Tant qu’à mon Colin j’ai su plaire,
 Mon sort combloit mes desirs.

Colin.

Quand je plaisois à ma bergere,
 Je vivois dans les plaisirs.

Colette.

Depuis que son cœur me méprise,
 Un autre a gagné le mien.

Colin.

Après les doux nœuds qu’elle brise,
 Seroit-il un autre bien ?
(D’un ton pénétré.)
 Ma Colette se dégage.

Colette.

Je crains un amant volage.

Ensemble.

Je me dégage à mon tour.
Mon cœur, devenu paisible,
Oubliera, s’il est possible,
Que tu lui fus cher / chere un jour.

Colin.

Quelque bonheur qu’on me promette,
Dans les nœuds qui me sont offerts,
J’eusse encor préféré Colette
A tous les biens de l’univers.

Colette.

 Quoiqu’un Seigneur jeune, aimable,
 Me parle aujourd’hui d’amour,
Colin m’eût semblé préférable
 A tout l’éclat de la Cour.

Colin, tendrement.

Ah ! Colette !

Colette, avec un soupir.

Ah ! berger volage !
Faut-il t’aimer malgré moi !

Ensemble.

A jamais Colin je t’engage / t’engage
 Mon / Son cœur & ma / sa foi.
 Qu’un doux mariage
  M’unisse avec toi.
Aimons-nous toujours sans partage,
 Que l’amour soit notre loi.

Personne n’est plus que moi l’admirateur de Moliere : l’on s’en apperçoit, je pense, & le Lecteur dit peut-être de moi ce que Dorine dit d’Orgon à propos de Tartufe :

. . . . . Pour une maîtresse
Il ne sauroit, je pense, avoir plus de tendresse ;
Enfin il en est fou.
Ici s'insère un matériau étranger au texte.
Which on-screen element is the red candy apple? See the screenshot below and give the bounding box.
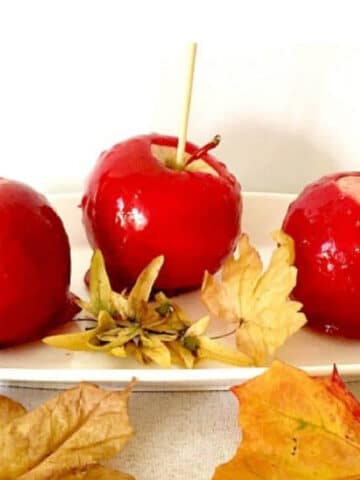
[0,178,74,346]
[82,134,242,292]
[283,172,360,338]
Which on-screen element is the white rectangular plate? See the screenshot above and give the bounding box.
[0,193,360,390]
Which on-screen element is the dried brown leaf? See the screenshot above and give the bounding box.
[0,395,26,429]
[0,383,132,480]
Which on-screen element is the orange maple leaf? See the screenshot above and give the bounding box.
[213,361,360,480]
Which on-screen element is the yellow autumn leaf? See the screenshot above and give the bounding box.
[0,395,26,431]
[202,231,306,366]
[128,255,164,318]
[61,465,134,480]
[0,383,132,480]
[213,361,360,480]
[78,250,115,318]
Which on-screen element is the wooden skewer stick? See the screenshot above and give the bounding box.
[176,42,197,169]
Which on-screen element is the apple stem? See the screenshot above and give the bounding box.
[175,43,197,170]
[185,135,221,166]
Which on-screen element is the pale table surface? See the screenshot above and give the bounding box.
[0,381,360,480]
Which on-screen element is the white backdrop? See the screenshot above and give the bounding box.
[0,0,360,191]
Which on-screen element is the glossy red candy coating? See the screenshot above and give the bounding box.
[283,172,360,338]
[82,134,242,291]
[0,178,74,346]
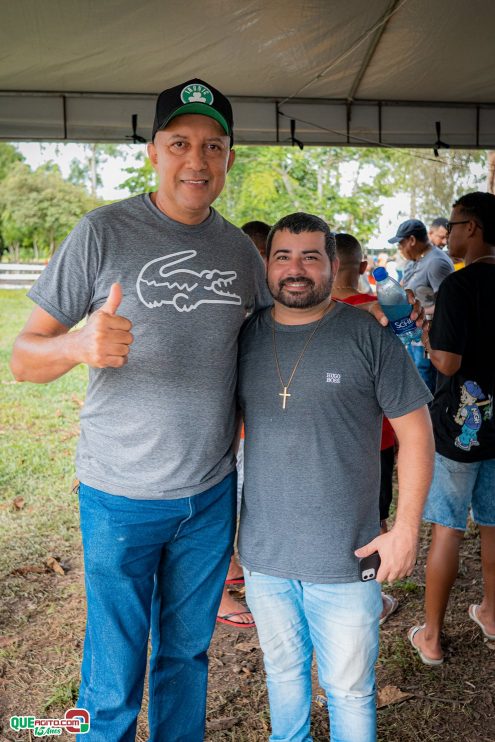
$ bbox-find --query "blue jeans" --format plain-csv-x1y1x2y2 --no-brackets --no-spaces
77,472,236,742
407,343,437,394
244,570,382,742
423,453,495,531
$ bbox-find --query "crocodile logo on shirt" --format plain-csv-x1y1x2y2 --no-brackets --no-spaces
136,250,241,312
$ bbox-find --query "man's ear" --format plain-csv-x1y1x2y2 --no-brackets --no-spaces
146,142,157,167
227,149,235,172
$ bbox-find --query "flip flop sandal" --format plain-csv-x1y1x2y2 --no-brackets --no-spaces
225,575,244,586
407,624,443,667
379,593,399,626
217,611,256,629
468,603,495,642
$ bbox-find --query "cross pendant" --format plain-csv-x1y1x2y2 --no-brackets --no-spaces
278,386,291,410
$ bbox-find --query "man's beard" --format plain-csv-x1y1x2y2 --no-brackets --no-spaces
268,276,333,309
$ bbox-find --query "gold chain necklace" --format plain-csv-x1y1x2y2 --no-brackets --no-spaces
470,255,495,265
272,302,332,410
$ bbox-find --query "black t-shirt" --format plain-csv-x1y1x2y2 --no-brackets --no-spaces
430,263,495,463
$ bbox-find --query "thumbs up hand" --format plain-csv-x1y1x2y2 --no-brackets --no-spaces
77,283,134,368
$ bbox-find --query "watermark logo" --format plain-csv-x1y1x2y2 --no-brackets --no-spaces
10,709,90,737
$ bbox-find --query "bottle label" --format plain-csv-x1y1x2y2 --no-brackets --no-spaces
390,317,417,337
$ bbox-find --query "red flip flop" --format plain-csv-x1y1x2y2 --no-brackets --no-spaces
217,611,256,629
225,575,244,586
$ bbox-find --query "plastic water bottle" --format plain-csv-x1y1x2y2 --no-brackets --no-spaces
373,268,422,345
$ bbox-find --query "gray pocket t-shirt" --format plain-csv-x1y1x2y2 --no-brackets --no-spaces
239,304,432,583
29,195,270,499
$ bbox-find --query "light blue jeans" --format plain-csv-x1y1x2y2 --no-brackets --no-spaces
244,570,382,742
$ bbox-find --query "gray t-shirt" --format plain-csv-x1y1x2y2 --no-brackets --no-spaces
403,245,454,307
29,195,270,499
239,304,432,583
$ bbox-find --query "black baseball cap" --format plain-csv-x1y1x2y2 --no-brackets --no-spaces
389,219,428,244
151,77,234,146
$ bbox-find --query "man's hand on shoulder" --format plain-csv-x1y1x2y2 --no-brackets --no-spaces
74,283,134,368
354,526,419,582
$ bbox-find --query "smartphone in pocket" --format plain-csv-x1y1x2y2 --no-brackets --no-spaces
359,551,381,582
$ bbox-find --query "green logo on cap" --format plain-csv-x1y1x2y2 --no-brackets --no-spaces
180,83,213,106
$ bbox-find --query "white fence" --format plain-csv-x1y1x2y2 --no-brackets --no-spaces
0,263,45,289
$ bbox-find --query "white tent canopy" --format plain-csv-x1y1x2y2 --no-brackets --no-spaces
0,0,495,149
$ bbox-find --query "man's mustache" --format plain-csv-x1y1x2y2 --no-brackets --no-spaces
278,276,314,289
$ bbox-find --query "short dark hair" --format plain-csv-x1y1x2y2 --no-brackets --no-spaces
430,216,449,229
452,191,495,245
266,211,337,260
335,237,364,263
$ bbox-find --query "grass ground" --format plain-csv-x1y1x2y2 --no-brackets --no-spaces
0,291,495,742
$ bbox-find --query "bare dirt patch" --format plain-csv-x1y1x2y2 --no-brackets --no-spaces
0,528,495,742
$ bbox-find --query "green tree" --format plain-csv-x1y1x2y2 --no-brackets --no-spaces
0,142,24,180
216,146,393,240
0,142,24,260
119,151,157,196
385,149,488,223
0,163,98,259
68,142,127,198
C’est son tout, son héros :
Il l’admire à tous coups, le cite à tous propos.
Ses moindres actions lui semblent des miracles,
Et tous les mots qu’il dit sont pour lui des oracles.

Malgré le juste enthousiasme que j’ai pour Moliere, je ne serai jamais aveuglé jusqu’au point de l’admirer toujours également. C’est l’hommage que les sots rendent aux grands hommes. Si Moliere fait des fanatiques, il peut s’en passer ; & la même sincérité qui m’a fait marquer les imperfections que j’ai cru voir dans quelques-uns de ses ouvrages, me fait donner ici la préférence à l’imitation de Rousseau sur celle de notre comique. Elle est plus agréable ; j’y trouve un coloris plus frais. Mais sans nous amuser à comparer des bagatelles échappées à deux grands hommes, que la distance de leurs genres met hors de toute comparaison, remarquons plutôt que les deux scenes rapportées dans ce chapitre sont les plus charmantes des ouvrages dont elles font partie : preuve incontestable que nous ne devons rien négliger pour recueillir des richesses étrangeres, lorsque nous aurons l’art de les fondre avec adresse dans nos productions.